David Bruce: Boredom is Anti-Life — Mishaps, Money

Mishaps

• Operatic tenor Leo Slezak was a big man — six-foot-four and 300 pounds. Once, while singing the role of Adolar in Weber’s Euryanthe, he accidentally stepped on a female singer’s toes. She had to stay in bed for a month and lost all the toenails on one foot. Whenever he saw the singer, Ms. Ludmilla, afterward, she always took one step backward, then said, “Take my soul, my life, my all — but for God’s sake take care not to tread on my toes, dear Adolar!”

• Unfortunately, at some operas, the music and the singers don’t finish at the same time. Orchestra leader Gottfried Schmidt once told of finishing five full seconds before the singers in the second act of a 1981 performance of Carmen. In fact, Mr. Schmidt boasted, “Next time we shall beat them by 10 seconds.”

• Ballerinas have amazing flexibility. Tanaquil Le Clerq once showed up for practice with a bandage on her nose. Why? She had practiced a forward kick (a grand battement) — and she had karate-kicked herself right in the nose!

Money

• Microsoft founder Bill Gates enjoys a good party. At one of the parties he threw for Microsoft employees, he had six tons of sand brought in, and then he held a contest to see who could build the best sand castle. By the way, Mr. Gates is a billionaire, and he has a mansion that could belong only to a billionaire. It has 40,000 square feet, a garage for 30 cars, video walls that show ever-changing displays of electronic art, a swimming pool with an underwater stereo system, and a room with a 25-foot-high vaulted ceiling to house his trampoline. His “yard” includes a trout stream. Also by the way, two of the world’s richest men, Mr. Gates and Warren Buffett, took a two-week trip together through China in October 1995. While riding a train along the Yangtze River, they became engrossed in playing bridge and missed the spectacular scenery until some of their fellow passengers drew their attention to it.

• Early in Charlie Chaplin’s career, he was very popular and he wanted to be paid in proportion to his popularity. Essanay Film Company executives were on the verge of giving him a contract for $1,250 per week, but they hesitated because this was a lot of money, especially back then when a usual normal salary was $6 per week. Mr. Chaplin hired a messenger to walk through a hotel where he was meeting with Essanay executives and to call out his name. People passing by, hearing Mr. Chaplin’s name, created quite a commotion and quite a crowd, and Mr. Chaplin got his contract. By the way, because Mr. Chaplin was a silent film star early in his career none of his fans knew what he sounded like. Just for the fun of it, he sometimes spoke in a high-pitched squeaky voice to fans who recognized him.

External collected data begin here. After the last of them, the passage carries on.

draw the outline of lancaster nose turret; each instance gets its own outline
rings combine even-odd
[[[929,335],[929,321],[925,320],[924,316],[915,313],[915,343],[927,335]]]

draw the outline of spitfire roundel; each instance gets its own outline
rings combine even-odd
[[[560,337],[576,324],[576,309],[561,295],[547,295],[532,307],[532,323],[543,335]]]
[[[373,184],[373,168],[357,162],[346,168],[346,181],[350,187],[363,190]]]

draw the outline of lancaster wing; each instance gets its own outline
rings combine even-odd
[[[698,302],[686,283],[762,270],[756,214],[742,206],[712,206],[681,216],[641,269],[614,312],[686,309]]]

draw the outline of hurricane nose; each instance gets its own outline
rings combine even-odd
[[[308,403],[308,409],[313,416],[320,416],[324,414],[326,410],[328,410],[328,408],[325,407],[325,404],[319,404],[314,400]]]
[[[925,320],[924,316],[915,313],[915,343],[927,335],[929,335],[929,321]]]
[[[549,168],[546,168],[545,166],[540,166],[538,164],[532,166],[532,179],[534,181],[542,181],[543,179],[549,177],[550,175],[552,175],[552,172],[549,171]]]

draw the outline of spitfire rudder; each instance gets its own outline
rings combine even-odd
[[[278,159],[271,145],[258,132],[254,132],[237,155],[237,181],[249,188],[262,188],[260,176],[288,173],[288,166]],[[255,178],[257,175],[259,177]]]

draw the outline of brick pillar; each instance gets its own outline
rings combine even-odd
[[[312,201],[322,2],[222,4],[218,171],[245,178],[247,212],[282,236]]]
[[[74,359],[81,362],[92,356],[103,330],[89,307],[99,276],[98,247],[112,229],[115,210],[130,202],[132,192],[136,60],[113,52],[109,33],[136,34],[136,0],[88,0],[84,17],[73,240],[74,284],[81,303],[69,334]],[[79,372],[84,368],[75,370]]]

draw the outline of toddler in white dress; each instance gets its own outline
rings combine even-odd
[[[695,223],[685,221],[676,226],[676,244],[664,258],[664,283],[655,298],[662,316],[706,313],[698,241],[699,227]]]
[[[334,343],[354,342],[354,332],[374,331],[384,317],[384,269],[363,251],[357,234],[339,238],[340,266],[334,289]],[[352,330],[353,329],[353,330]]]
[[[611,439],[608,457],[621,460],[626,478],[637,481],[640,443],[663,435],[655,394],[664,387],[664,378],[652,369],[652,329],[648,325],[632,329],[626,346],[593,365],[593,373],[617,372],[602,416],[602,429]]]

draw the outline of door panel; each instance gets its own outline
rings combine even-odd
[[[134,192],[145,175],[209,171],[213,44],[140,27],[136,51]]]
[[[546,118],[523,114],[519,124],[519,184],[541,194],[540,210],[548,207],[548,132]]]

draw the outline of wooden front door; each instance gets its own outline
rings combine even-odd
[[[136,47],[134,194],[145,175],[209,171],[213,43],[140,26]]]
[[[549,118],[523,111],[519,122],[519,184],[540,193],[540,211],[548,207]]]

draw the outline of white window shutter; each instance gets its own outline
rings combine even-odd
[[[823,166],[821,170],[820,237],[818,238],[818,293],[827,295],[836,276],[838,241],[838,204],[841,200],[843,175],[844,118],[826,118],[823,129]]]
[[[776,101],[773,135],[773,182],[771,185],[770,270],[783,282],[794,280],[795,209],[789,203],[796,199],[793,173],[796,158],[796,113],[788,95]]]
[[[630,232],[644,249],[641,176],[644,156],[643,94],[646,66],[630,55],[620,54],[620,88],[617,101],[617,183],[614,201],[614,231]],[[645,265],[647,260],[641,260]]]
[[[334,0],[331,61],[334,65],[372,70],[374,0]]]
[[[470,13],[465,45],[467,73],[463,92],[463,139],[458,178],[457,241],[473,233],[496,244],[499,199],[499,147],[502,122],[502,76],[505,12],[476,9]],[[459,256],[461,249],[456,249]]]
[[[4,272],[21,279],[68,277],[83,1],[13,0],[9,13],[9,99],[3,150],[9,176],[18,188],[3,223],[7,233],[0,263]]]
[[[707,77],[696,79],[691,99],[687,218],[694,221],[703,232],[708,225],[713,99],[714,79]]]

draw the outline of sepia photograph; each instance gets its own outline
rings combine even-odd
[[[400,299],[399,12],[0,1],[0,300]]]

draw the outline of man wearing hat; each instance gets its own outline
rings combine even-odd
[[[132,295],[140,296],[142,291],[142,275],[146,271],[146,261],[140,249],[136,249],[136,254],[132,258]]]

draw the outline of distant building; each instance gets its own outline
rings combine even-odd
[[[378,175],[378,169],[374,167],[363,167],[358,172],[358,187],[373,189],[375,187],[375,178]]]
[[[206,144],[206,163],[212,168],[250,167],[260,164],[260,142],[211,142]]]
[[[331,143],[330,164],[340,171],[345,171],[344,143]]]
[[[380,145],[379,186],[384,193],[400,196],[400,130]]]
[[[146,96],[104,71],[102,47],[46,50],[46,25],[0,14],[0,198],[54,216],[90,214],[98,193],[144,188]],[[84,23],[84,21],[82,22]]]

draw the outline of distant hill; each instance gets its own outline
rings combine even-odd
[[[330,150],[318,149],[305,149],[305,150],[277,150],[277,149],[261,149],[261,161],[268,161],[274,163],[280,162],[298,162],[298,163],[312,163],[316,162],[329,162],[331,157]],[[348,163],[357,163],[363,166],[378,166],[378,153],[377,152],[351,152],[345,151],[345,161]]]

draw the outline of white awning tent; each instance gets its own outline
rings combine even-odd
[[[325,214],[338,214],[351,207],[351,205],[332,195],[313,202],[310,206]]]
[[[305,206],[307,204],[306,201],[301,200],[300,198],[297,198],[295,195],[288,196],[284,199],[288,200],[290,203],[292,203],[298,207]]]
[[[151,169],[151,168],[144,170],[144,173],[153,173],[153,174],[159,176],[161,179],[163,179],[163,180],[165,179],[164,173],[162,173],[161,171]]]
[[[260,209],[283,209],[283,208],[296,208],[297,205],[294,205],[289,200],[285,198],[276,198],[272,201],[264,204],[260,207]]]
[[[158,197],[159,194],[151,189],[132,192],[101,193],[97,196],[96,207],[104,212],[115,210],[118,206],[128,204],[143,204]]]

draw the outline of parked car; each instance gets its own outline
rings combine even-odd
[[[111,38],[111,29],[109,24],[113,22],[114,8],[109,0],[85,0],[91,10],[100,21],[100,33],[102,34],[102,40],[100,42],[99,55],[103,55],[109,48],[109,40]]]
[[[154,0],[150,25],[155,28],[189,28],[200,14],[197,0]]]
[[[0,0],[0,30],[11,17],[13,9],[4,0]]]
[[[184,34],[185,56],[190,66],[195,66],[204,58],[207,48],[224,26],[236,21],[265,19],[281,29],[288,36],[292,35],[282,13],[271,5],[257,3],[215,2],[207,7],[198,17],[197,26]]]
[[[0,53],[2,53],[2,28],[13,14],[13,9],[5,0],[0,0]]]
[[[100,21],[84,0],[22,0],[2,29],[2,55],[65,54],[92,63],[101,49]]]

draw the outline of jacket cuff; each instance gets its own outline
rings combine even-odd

• In the early 1900s in Italy many opera singers were cheated. The impresario of an opera company used to hire people to attend the opera and boo the singer, then the impresario would come backstage and say that because the singer was so unpopular, he was forced to cancel the singer’s contract. The impresario would then say that the singer could continue to work if he was willing to sign a new contract for a much lower salary. One impresario tried to play this trick on tenor Enrico Caruso — Mr. Caruso punched him in the face, then left town.

• Major Woodward S. VanDyke II, USMC, was a Hollywood director who knew how to get a bonus. When he directed a movie, he would finish the first print early, in plenty of time to get a bonus for being ahead of schedule, and then he would start doing retakes and really direct his movie. According to actor Sheldon Leonard, “It was not uncommon for VanDyke to take longer on his retakes than on his original production.”

• Mark Twain was once down on his luck in San Francisco and almost resorted to begging. Here’s how he tells it: “I remember a certain day in San Francisco, when, if I hadn’t picked up a dime that I found lying in the street, I should have asked someone for a quarter. Only a matter of a few hours and I’d have been a beggar. That dime saved me, and I have never begged — never.”